Louise McGowan, who is due to leave her position as head of Walderslade Girls’ School, in Chatham, Kent, this summer, has urged parents to instil more discipline after five pupils were expelled.
McGowan claims some parents actively fought against the school and refused to back efforts to implement sanctions and punishments for their children’s poor behaviour.
“It is simply not acceptable for a parent to argue when their child has clearly been in the wrong, has broken rules and found to have misbehaved or been rude,” states the letter, which was sent home with children.
“Arguing and making excuses for their child only serves to fuel the undesirable behaviour.”
McGowan claims lack of support from parents has made teachers’ jobs extremely difficult and served to “empower” children’s poor attitudes and behaviour rather than to correct them.
“We had several incidents where parents actively fought on behalf of the child against the school, even when it has been found through investigation evidence their child was in breach of the behaviour policy,” she said.
The head wants to leave “the house in good order” as she has quit her job due to ill health after undergoing kidney surgery.
“I love my job, but it does require immense stamina,” she said.
“I am not on my knees but I have been in poor health. It has left me having to evaluate what I can do.
“After coming back after kidney surgery, I decided I wanted to sort out behavioural problems.
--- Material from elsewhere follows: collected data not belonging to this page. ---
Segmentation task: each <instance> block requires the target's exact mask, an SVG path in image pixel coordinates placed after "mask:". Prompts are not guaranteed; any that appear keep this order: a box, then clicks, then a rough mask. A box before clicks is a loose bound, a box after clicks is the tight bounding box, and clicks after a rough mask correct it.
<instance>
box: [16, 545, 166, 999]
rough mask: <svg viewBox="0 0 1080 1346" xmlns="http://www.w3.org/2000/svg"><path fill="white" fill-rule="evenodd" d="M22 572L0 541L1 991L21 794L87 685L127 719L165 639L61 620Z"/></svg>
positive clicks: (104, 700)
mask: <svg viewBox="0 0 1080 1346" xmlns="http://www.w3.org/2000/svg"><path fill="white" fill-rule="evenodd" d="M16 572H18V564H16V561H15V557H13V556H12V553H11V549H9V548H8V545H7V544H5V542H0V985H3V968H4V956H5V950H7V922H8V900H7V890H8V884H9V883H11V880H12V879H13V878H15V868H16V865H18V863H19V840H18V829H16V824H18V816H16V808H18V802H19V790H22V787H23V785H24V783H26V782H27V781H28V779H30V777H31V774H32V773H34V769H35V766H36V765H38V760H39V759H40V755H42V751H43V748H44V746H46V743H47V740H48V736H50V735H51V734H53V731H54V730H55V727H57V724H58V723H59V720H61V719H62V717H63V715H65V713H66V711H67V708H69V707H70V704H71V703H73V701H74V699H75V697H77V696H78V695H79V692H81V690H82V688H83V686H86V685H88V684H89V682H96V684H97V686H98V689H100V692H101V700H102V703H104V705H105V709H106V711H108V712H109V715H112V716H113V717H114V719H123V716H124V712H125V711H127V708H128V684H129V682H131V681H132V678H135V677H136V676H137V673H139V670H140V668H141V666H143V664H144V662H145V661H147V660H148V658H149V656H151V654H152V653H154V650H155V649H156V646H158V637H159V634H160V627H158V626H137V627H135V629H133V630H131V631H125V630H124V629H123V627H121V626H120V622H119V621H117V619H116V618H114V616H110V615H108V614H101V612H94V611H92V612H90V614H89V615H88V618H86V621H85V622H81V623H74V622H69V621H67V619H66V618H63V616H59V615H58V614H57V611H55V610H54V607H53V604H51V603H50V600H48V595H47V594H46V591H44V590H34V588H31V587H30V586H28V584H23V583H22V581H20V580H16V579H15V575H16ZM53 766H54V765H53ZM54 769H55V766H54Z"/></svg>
I had a bee in my bonnet about it.
“I want to ensure I leave the house in good order.”
During McGowan’s five year stint as head she implemented a tough “no-excuse” stance on bad behaviour and has banned all pupils from bringing in electronic devices.
In a letter sent to parents the head said: “The fact five students this year have lost their places is unprecedented but I will not tolerate and never will tolerate extremes of poor behaviour that risk spoiling the school and the valuable education it provides for the majority of really wonderful students that attend here.
“More students now are ignoring the school’s rules on use of mobile phones, choosing to openly use them in front of staff without fear of consequence, refusing to comply with instructions to put them away and often refusing confiscations.”
The crackdown came after a “host of unpleasant and quite frankly inexcusable attitudes from children, often starting at younger ages and worsening as children grow through teenage years”.
Walderslade received a “good” rating from Ofsted in March 2014 and inspectors said the pupil’s behaviour had “improved”.
McGowan confirmed that the behaviour of most pupils has always been “exemplary”. But in recent months there has been “a growing number of students who do not believe the school has a role or a right” to tackle bad behaviour.
The council has been approached for a comment.